Violações do regulamento são sancionadas através de um regime de penalidades que podem chegar a € 35 milhões para as infrações mais graves ou 7% do volume de negócios anual global, o que for mais elevado.

Regulação da IA no Brasil

O Brasil também vem discutindo um quadro regulatório para a IA, que reflete a importância do tema no cenário nacional. A primeira proposta legislativa foi o PL 21/2020, que propõe um marco legal para o desenvolvimento e uso da IA no Brasil ao desenhar uma proposta de fundamentos, princípios e diretrizes para o desenvolvimento e a aplicação da IA no Brasil.

Há ainda o PL 2338/2023, que – com clara inspiração no AI Act europeu – postula a categorização dos sistemas de IA pelo risco que representam aos bens jurídicos a proteger. As propostas aguardam apreciação no Senado.

Reflexões finais

Tanto a UE quanto o Brasil buscam estabelecer estruturas regulatórias que possam acompanhar as rápidas mudanças tecnológicas, promovendo a inovação responsável, protegendo direitos fundamentais e garantindo competitividade em um cenário global.
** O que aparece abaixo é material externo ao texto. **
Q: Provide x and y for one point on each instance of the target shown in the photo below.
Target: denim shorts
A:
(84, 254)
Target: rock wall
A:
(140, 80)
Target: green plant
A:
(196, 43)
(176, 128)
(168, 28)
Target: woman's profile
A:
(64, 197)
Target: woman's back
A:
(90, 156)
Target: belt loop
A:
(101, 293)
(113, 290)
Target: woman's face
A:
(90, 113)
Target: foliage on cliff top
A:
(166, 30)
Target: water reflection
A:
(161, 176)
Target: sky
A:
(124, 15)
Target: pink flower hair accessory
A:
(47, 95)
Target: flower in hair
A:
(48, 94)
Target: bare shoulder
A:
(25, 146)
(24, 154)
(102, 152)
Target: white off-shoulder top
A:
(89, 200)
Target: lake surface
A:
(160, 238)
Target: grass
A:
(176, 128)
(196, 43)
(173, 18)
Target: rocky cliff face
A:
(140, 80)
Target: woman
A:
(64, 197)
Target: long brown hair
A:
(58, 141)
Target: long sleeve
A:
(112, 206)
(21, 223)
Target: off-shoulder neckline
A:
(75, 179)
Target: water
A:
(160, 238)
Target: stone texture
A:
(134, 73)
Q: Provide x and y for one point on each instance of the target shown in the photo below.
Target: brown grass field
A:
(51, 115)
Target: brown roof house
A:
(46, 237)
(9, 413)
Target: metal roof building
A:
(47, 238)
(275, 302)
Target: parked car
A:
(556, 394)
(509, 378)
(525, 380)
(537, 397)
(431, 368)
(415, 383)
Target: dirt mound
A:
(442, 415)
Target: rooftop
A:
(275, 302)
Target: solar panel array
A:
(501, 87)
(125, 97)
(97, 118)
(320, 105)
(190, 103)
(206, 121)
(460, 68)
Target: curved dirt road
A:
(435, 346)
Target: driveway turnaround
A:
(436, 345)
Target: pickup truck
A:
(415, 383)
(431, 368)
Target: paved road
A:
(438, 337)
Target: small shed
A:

Nesse contexto, o AI Act tem sido alvo de críticas quanto à sua abrangência e complexidade. A fase de implementação será decisiva para revelar sua capacidade de proteger os cidadãos e seus direitos fundamentais sem sufocar a inovação, o empreendedorismo e o investimento no emergente mercado de IA.

No Brasil, o debate sobre a regulação da IA tem avançado, com uma crescente consciência da importância de encontrar o “ponto ideal” entre inovação e proteção de direitos. Assim, os desdobramentos da implementação do AI Act na Europa podem servir como importante referência para o regulador brasileiro.